Pfister reports that a monograph on Endogone was presented for his doctoral thesis to Moscow University in 1913.

In 1915, Bucholtz started to edit and publish the exsiccatae, Fungi Rossici exsiccati [Gerbarii russkikh gribov]. Ser. A and Fungi Rossici exsiccati [Gerbarii russkikh gribov]. Ser. B, later continued together with Apollinarij Semionovich Bondartsev.

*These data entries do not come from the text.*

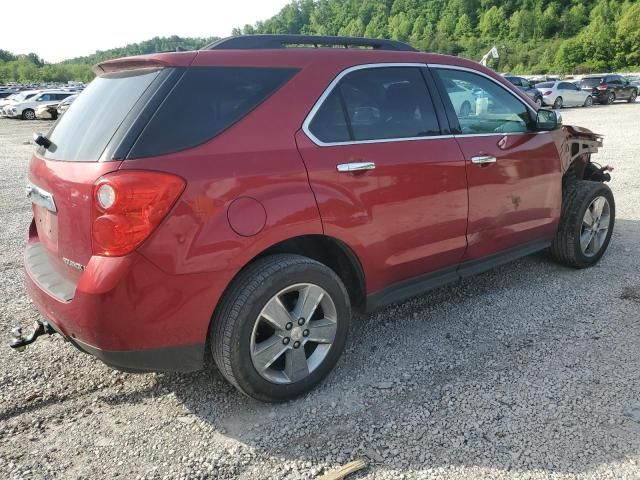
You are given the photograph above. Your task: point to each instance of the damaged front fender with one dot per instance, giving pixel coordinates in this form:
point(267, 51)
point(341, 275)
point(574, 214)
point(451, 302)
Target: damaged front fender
point(577, 144)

== Institutions, collections, and legacy ==
In Tartu, Bucholtz founded a phytopathological unit at the university described as the Phytopathological Cabinet, and other accounts describe the establishment (1922) of the University of Tartu's Phytopathological Experimental Station, from which the mycological herbarium later known as EAA developed.
Parmasto (2010) notes his election as vice-president of the Tartu Naturalists’ Society and his editorial role in its Transactions, and reports that he received Estonian citizenship in 1920.

Following Bucholtz's death, correspondence initiated by Roland Thaxter led to Harvard University's acquisition of part of his herbarium and library for the Farlow Herbarium and Farlow Reference Library; Pfister reports approximately 5,200 specimens and about 800 books and reprints were received.

The standard botanical author abbreviation for his name is Bucholtz.